Aspen History is uncovered During Church Renovation
By Madeleine Osberger | October 31, 2017
In digging deep to the bones of St. Mary Catholic Church during what is now a $6.9 million remodel and renovation, Aspen history has been recovered.
An original brick wall hidden behind the organ and babies’ cry room may be getting its first unveiling in a century. Its discovery was a welcome surprise, related to the removal of an imposing stairwell in favor of a circular staircase to the new choir loft.
“As we see possibilities, we’re changing,” said the Rev. John Hilton, pastor of the church built in 1892, a structure that is among Aspen’s oldest.
St. Mary aspires to host Christmas-season services in a temporary, first-floor space, where the old partitions separating classrooms are currently being replaced by modern dividers equipped with the ability to incorporate white boards for teaching.
The major remodel of the 10,000-square-foot church, which will retain its 350-seat capacity, has been a mixed blessing.
Marina Skiles, senior project planner with Charles Cunniffe Architects, said retention of the original ceiling (the sanctuary where Mass is held is located on the second floor) was not possible given the extent of wear and tear to the original trusses. That resulted in a ceiling that bowed and was potentially dangerous.

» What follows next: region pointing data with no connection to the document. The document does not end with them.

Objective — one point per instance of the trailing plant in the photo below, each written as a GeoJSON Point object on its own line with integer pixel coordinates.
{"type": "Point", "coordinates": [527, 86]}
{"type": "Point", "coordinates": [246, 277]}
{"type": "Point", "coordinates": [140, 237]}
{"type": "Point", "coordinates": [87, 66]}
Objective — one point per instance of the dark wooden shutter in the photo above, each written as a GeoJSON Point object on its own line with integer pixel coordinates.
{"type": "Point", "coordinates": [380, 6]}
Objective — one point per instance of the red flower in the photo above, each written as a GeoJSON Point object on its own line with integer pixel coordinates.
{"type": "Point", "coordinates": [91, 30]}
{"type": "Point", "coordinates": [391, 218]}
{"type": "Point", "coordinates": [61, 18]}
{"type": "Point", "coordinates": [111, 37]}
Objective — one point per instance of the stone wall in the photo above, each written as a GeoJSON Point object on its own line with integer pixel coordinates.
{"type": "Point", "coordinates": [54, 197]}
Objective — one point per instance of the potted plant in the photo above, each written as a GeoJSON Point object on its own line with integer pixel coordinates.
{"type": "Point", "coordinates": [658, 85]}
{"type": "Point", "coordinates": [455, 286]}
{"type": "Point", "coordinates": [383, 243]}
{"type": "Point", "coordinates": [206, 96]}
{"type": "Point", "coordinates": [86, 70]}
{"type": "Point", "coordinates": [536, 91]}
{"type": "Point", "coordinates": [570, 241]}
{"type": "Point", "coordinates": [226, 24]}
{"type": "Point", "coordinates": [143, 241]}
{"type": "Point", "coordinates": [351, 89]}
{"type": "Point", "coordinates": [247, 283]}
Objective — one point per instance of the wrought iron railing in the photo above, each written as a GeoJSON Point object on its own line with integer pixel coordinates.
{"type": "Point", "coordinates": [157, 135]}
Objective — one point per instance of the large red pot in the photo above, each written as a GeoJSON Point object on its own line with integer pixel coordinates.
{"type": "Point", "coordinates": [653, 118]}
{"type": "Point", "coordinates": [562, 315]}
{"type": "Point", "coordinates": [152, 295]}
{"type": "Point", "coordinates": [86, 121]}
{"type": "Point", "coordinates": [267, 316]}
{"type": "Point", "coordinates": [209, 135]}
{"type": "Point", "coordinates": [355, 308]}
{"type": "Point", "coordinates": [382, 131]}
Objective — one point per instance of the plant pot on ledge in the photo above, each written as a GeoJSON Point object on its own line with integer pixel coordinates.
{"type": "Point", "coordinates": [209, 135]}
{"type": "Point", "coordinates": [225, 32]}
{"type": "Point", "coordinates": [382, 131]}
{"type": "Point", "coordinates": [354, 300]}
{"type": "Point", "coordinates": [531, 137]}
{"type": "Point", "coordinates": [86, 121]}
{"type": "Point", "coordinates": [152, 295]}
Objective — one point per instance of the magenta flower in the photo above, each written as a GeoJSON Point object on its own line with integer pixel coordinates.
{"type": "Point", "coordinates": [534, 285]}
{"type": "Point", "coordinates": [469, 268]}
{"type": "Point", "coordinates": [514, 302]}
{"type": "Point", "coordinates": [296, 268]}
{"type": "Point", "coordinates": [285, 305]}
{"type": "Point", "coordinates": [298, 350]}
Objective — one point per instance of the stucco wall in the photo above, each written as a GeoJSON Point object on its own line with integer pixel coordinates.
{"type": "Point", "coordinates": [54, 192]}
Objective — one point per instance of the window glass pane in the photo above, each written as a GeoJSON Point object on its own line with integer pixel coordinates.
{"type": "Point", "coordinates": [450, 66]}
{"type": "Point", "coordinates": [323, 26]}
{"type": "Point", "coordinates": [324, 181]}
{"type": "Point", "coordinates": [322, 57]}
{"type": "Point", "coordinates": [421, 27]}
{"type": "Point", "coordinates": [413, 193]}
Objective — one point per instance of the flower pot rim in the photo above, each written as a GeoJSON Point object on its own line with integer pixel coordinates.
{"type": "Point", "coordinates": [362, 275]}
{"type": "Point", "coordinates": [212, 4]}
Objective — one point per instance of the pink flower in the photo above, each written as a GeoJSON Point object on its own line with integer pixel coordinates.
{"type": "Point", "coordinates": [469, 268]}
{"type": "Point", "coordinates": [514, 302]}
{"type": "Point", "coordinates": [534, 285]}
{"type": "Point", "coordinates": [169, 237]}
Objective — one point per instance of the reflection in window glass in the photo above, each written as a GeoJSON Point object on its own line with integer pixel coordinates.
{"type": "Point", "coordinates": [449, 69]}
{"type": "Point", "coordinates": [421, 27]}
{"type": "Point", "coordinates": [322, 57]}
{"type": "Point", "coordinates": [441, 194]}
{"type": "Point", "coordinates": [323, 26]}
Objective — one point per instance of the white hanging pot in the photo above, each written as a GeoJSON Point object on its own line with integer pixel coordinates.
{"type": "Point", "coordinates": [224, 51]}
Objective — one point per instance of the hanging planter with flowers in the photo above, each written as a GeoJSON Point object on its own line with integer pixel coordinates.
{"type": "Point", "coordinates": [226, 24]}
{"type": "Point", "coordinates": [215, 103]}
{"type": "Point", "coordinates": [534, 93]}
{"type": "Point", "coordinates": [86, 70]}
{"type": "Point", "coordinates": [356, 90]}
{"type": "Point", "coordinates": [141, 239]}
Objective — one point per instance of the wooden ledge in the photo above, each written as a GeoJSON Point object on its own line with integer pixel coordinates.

Visible during this week’s site tour of the construction being completed by Structural Associates of Glenwood Springs were wooden beams that are visibly decaying. Also seen in the bare walls, stripped of their insulation and drywall, were boards with advertisers’ names, monikers Hilton believes are original and indicative of 1890s-era Aspen.
He referred to how few trees are seen in photographs of Aspen from that period of history, and how the church builders might have had to use whatever resources were available at the time, from recycled boards to old-growth timber.
Peeling away an old lathe and plaster layer from the ceiling revealed vivid stencil drawings that Hilton believes are also original to the 19th-century building.
“The Victorians used very bright colors,” he said, sharing photos of some of the drawings on the since-removed plaster. Hilton also said that a thin black film seen on the plaster may have been coal dust.
Hear the bells
Digging deep into the building has been costly, and could add between $200,000 to $300,000 to the overall reconstruction cost, according to Skiles.
“We’ve spent a lot on hidden stuff. We want to make sure there’s money for beautification of the church,” she said.
That could include an altered front porch area that the Historic Preservation Commission will have to review and approve as part of the amendment, Skiles said.
An open, better-lighted reception area and a self-serve coffee bar are among the changes to the St. Mary interior entrance.
Two additional church bells will ring to herald Sunday and holiday services, according to the pastor.
“When you put in three bells, it becomes very joyful,” Hilton said of the more upbeat tones expected. In the Catholic church, bells are so revered that, like babies, they are honored in the ceremony of baptism.
“We’ll have a spring baptism-of-the-bells ceremony,” he said.
A $350,000 fundraising campaign to close the final gap on the renovation project recently received a $100,000 matching grant, according to Hilton.
“So now we are down to $100,000,” he said, noting both recent gains to the coffers and additional, unexpected construction expenses.
When St. Mary closed its doors for construction this summer, it was believed to be the first time in 135 years that Catholic Mass in Aspen was celebrated outside the one-block campus where this church, and the modest St. Stephen’s on the same site before that, had served the community continuously since the 1880s.
Until at least December, Catholic weekend services are held at the Aspen Community Church, 200 E. Bleeker St. Weekdays, Hilton invites parishioners into the rectory for morning mass beginning at 7 a.m.